Not another sinkhole, please

Not another sinkhole, please

Yes, Boracay, which is entirely of limestone, has been found to have 815 sinkholes in 2022, up from 789 in 2018.

By the end of the Boracay Inter-Agency Task Force's extended term in June 2022, domestic tourism was on the verge of a huge resurgence.

The body tasked during the time of President Rodrigo R. Duterte to facilitate the rehabilitation of the Philippines' most famous island did indeed manage to get the areas in and around the Panay destination clean, and ready for travelers once more.

The pandemic was a "bonus" in allowing the place to live and breathe even longer than the first prescribed six months before droves of revenge travelers arrived to bask in the sun and sea.

By October 2021, then Department of Environment and Natural Resources Secretary Roy Cimatu said it might be worth looking into increasing Boracay's "carrying capacity" as tourism had picked up significantly.

He said people were already exploring more areas on the island, even parts that used to be "shunned" due to pollution.

A Daily Tribune editor who lived in Boracay for several months at the height of the pandemic attested to the island's healthy condition, from the famed "front" main beach to the "back".

Cimatu hoped to help boost tourism and asked the DENR's Ecosystems Research and Development Bureau to study the possibility of allowing more people into the island.

Now, however, that idea might as well evaporate under hot scrutiny, as the latest study reveals that visits to Boracay may need to be restricted within its "carrying capacity."

Yes, Boracay, which is entirely of limestone, has been found to have 815 sinkholes in 2022, up from 789 in 2018.

The numbers have kept rising each year, as shown in the DENR's Karst Subsidence Hazard Mapping.

"Sinkholes," explained engineer Mae Magarzo, head of the Geosciences Division of DENR's Mines and Geosciences Bureau, "are land depressions due to the removal of support underneath due to earthquake, or due to the lowering of the ground waters.

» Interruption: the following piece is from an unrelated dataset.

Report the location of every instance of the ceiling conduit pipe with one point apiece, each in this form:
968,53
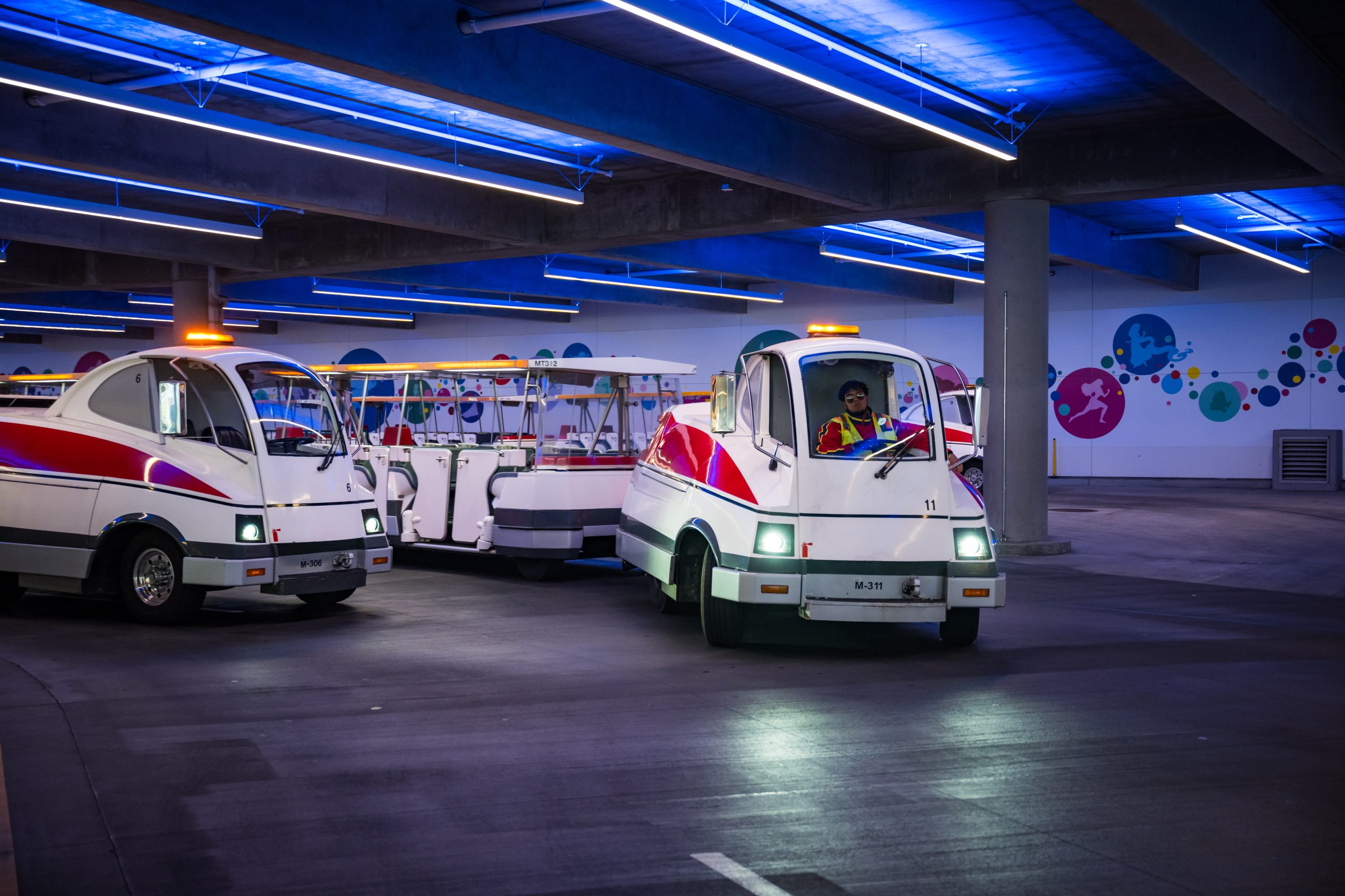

These sinkholes are not found in other types of rocks but exclusively in limestone areas." Sinkholes cause structural damage, as well as affect groundwater quality.

The MGB chief, in a media forum last 12 December, warned against overpopulating the island — or exceeding the maximum of 19,215 people allowed in a day.

The Environment Agency's ERDB in 2019 recommended about "6,405 arrivals a day for a three-day stay," adding the "ideal tourist arrival per day should be 6,085."

According to reports, the sinkholes are located mostly in Boracay's barangays Manoc-manoc (with 293), Balabag and Yapak.

What is troubling is that the island, in 2018, registered a total of 70,781 population in a day (which included residents and tourists) — over 15,000 more than the island's carrying capacity of 54,945.
Are proper controls being exercised to maintain this Philippine pride?

With the end of the BIATF last June, a review of the 2018-2022 Boracay Action Plan, which had cost the government some P26 billion, was brought up to determine if "more should be done as far as the rehabilitation is concerned."

Whether this evaluation will be undertaken remains to be seen, but if the Marcos Jr. administration is serious about its environmental sustainability goals, then it had better not leave this as another sinkhole through which promises fall.